The metaphor is apt, as our body functions as a kingdom, and not as a democracy. In a kingdom, there are clearly some figures more important than others, with the king and queen sitting at the centre of importance, and the peasants being the least important. Our heart and brain are like the king and queen, in this sense, and the body always works to keep disease as far from these organs as possible. A disease appearing on the skin is actually the sign of a relative state of health, meaning that there are sufficient healthy defences to keep it from penetrating to the more important (noble) organs.
The typical approach to this skin disease in conventional medicine, unfortunately, is suppressive, such as in the use of cortisone cream, which appears to do good (make the rash disappear), but which actually drives the disease into a deeper, more vital organ. The classic example is to find that such a suppressed rash actually comes back as asthma (the lungs having more nobility than the skin), which the doctor unwisely prescribes a cortisone puffer for, thus further driving the disease to an even deeper organ, say the kidneys in the form of an infection.
The correct approach to treatment, in contrast, needs to be curative rather than suppressive, and in my Heilkunst office I’ll be watching for this pattern to systematically reverse itself. Using the example above, the first order of business is to treat the kidney infection, and by the proper direction of cure, it will reverse direction and move back into the asthma conditions of the lungs. The following treatment of the lungs in addition to removing the iatrogenic effect of the cortisone puffer will reverse the condition one more step back to the skin, where it can finally be treated correctly, and truly eliminated for good.

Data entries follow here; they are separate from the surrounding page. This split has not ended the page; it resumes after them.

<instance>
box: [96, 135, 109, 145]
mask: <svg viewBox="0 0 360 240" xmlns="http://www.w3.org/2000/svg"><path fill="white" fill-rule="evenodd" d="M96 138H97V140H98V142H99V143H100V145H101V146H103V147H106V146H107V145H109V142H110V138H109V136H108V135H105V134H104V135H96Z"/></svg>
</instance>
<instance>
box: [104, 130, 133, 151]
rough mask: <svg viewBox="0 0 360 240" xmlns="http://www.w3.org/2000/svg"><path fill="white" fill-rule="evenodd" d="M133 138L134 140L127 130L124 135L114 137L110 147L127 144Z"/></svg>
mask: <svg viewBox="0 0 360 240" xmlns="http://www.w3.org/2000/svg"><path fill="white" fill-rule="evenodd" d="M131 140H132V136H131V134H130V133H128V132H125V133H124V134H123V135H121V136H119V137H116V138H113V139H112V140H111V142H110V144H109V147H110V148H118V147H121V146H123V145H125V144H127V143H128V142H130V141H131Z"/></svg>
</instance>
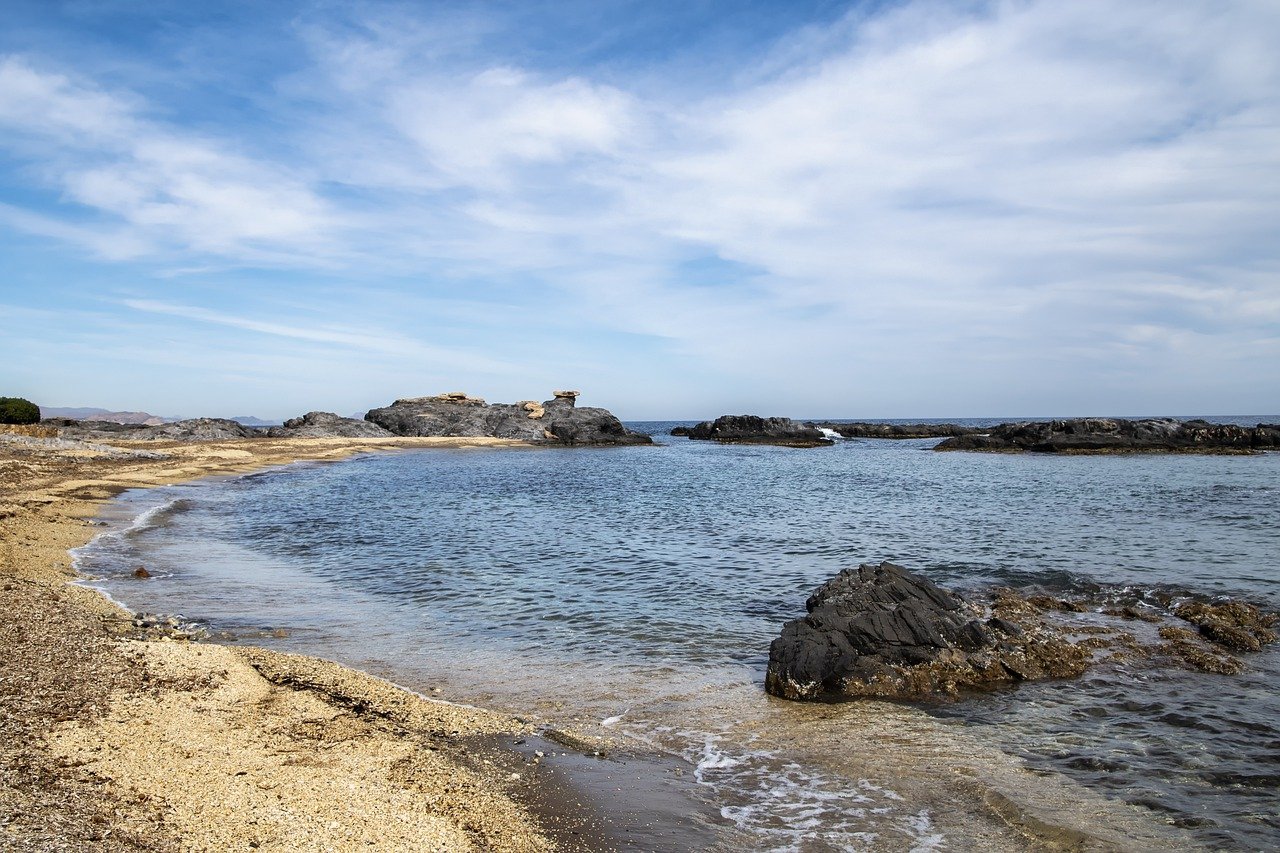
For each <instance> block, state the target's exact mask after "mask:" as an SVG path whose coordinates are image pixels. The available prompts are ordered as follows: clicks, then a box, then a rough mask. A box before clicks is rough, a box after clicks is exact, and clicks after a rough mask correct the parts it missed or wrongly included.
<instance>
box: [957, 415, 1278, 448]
mask: <svg viewBox="0 0 1280 853" xmlns="http://www.w3.org/2000/svg"><path fill="white" fill-rule="evenodd" d="M1276 448H1280V424H1258V425H1257V427H1239V425H1235V424H1211V423H1208V421H1204V420H1185V421H1183V420H1174V419H1170V418H1151V419H1143V420H1124V419H1119V418H1076V419H1071V420H1048V421H1027V423H1016V424H1001V425H998V427H992V428H991V429H989V430H986V432H984V434H969V435H957V437H955V438H948V439H947V441H945V442H942V443H940V444H938V446H937V447H936V448H934V450H940V451H988V452H1030V453H1253V452H1257V451H1265V450H1276Z"/></svg>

The nature of chronic illness, in general, when left to its own devices follows this same path of deepening — that is, without correct medical intervention, all chronic disease is trying to burrow its way deeper and deeper into our more noble organs over time, which we can witness over the course of a single lifetime, or from one generation to the next in terms of inherited disease patterns (such as the chronic miasms).
When it comes to your health, it is a good idea to leave behind your modern ideas of democracy, and respect the direction of cure (eschewing the direction of suppression), choosing medicine and therapeutics which push things out, rather than in. The disappearance of a symptom isn’t necessarily something to celebrate, if you’re not sure which principle was applied, and which direction it went in. I’ve often seen “health conscious” individuals even suppress their deeper tendency to chronic illness using mega doses of vitamins and supplements. They may appear “healthy”, but it can often be a very shiny veneer covering over deeply suppressed layers of illness. This is also the reason why many cancers “come back” after conventional treatment of chemotherapy or radiation, as those modalities push the root of the disease deeper, while making the more superficial tumor (temporarily) disappear. This reference to the principle and direction of cure should be the gold standard for every modality of treatment. Any modality, even using natural means, which makes symptoms disappear this way (through suppression) is also ‘allopathic’. Principles should always precede the specifics of how a modality is conducted.